Mit Hilfe von Geländemodellen (oder wie zuvor bereits skizziert Werteoberflächen) können in einem GIS relativ komplexe Sachverhalte modelliert werden. Nachfolgend wird gezeigt, wie man mit Hilfe eines GI-S potenziell von Steinschlag betroffene Gebiete identifizieren kann. Als Ausgangsdaten sind folgende kontinuierliche Rauminformationen verfügbar:

  • Felsflächen
  • Waldflächen
  • Digitales Geländemodell

Beispiel Steinschlagmodellierung

Nachfolgend ist die Konzeption einer GIS gestützten einfachen Steinschalgsgefärdungskarte dargestellt. Konzeptionell wird anstehender Fels (Felsflächen) als potenzielles Anrissgebiet betrachtet. Unter der schlichten Annahme, dass nach Newtons Gravitationsgesetz fallende Steine sich exakt entlang der Falllinie talwärts bewegen, wird zur Identifikation der gravitativ betroffenen Unterlieger von jeder Felsfläche (Pixel, Polygon) die Falllinie berechnet. Die gravitative Steinbewegung kommt, so die Annahme, zum Stillstand, wenn das Pauschalgefälle das erste Mal geringer als 31 Grad wird (empirischer Schwellwert). Weiterhin wird die Annahme getroffen, dass in Waldgebieten ein Stein schneller zum Stillstand kommt (Bäume wirken als Hindernisse). Daher wird dort den Schwellenwert des Pauschalgefälles höher gesetzt (z.B. auf 33 Grad). Die untenstehende Abbildung zeigt das Resultat einer solchen Analyse in der Umgebung der Gemeinde Saas Baalen. Rot eingefärbt sind die steinschlaggefährdeten Gebiete, wobei der Farbton das resultierende Pauschalgefälle in Grad repräsentiert.

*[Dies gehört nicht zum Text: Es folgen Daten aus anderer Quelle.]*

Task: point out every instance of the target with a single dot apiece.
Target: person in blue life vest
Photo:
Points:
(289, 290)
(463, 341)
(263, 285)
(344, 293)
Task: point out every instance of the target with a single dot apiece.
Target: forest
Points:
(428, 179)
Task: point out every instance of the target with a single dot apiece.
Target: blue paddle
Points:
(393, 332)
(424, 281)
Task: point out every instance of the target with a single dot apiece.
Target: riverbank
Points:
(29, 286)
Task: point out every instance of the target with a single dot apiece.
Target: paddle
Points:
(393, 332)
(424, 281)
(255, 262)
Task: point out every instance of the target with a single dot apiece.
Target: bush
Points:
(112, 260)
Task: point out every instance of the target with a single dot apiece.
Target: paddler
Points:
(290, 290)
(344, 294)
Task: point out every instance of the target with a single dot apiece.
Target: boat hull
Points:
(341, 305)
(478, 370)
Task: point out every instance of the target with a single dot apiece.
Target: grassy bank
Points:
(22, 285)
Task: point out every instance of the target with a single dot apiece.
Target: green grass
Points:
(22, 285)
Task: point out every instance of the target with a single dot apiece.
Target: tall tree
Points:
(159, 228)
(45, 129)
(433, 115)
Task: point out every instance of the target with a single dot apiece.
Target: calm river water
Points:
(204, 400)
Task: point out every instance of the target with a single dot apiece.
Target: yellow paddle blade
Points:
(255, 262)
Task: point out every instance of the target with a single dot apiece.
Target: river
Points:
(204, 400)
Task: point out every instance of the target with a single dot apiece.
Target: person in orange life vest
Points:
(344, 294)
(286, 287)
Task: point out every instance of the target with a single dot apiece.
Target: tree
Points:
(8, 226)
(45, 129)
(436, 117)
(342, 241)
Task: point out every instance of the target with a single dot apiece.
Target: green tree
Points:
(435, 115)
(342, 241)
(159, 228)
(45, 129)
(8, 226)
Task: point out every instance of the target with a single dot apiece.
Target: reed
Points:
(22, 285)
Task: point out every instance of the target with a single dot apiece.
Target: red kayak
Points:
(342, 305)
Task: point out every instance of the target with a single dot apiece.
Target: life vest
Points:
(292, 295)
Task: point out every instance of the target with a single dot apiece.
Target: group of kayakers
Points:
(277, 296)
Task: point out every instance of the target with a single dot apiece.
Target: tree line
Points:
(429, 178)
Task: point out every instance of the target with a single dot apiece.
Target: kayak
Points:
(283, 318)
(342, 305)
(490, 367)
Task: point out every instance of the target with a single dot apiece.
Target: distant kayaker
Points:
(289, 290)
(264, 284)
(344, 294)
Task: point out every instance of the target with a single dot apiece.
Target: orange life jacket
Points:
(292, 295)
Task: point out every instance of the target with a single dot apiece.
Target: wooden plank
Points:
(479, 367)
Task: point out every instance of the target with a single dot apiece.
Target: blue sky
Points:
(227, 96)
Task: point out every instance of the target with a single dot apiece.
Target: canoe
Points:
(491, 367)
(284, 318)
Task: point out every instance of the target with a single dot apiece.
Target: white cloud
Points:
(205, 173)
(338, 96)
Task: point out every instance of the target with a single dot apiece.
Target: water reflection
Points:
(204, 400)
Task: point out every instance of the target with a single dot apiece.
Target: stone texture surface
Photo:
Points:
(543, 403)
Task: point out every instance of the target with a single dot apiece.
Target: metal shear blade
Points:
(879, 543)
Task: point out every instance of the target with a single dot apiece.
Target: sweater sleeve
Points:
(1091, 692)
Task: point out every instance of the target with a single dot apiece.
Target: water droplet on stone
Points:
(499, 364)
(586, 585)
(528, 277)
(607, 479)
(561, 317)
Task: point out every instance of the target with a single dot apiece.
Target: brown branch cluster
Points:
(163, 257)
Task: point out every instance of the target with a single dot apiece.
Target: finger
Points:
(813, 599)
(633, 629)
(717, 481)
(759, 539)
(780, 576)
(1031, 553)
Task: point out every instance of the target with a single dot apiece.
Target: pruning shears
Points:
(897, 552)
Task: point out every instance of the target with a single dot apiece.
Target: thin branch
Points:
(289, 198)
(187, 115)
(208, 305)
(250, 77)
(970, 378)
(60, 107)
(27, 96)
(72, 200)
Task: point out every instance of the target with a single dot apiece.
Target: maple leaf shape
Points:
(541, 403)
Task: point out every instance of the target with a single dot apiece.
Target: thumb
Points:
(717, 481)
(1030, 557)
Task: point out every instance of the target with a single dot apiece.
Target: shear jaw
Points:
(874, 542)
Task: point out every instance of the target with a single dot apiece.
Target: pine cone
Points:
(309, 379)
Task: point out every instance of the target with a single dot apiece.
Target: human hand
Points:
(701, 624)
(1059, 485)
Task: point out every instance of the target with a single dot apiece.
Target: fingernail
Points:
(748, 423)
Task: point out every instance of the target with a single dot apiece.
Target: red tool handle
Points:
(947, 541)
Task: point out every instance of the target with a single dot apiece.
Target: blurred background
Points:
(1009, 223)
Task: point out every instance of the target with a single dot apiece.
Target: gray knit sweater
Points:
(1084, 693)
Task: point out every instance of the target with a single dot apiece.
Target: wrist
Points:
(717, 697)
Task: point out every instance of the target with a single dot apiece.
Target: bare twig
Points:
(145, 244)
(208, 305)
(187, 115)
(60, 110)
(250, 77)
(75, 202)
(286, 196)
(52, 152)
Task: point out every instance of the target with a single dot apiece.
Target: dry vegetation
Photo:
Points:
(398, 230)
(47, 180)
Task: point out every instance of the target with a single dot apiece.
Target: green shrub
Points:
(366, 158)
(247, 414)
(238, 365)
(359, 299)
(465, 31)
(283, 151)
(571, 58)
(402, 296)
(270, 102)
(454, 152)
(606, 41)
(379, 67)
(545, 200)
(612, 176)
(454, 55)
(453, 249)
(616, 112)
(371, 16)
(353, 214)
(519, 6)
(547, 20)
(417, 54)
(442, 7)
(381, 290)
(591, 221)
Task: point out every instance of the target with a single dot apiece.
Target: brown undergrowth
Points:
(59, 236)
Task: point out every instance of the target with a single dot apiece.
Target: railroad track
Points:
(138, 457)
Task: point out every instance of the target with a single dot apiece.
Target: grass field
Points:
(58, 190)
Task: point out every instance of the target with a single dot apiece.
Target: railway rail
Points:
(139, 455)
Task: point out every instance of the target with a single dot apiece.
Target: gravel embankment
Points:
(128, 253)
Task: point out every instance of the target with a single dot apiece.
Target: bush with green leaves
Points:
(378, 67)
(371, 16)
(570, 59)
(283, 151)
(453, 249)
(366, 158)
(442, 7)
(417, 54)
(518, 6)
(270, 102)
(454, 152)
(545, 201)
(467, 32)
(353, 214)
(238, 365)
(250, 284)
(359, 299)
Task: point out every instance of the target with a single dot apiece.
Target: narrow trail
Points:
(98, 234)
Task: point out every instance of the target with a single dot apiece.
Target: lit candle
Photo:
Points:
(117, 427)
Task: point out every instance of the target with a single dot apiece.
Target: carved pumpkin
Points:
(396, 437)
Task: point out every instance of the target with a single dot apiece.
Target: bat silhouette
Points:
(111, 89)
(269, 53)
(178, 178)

Steinschlaggefährungsanalyse der Gemeinde Saas Baalen

SteinschlaglegendeSteinschlaglegende

Denken Sie nach...

Vor dem Hintergrund der Ihnen bereits bekannten Abfragemöglichkeiten klingt der Begriff Steinschlagmodellierung etwas zu gewichtig.

  • Sehen Sie einen Unterschied zwischen Ihren bisherigen Abfragen und den Ergebnissen der Steinschlagmodellierung?
  • Falls ja welche?
  • Könnten Sie eine vergleichbare Modellierung auch mit den Ihnen bekannten Daten für Rarotonga durchführen? Benötigen Sie noch weitere Datensätze?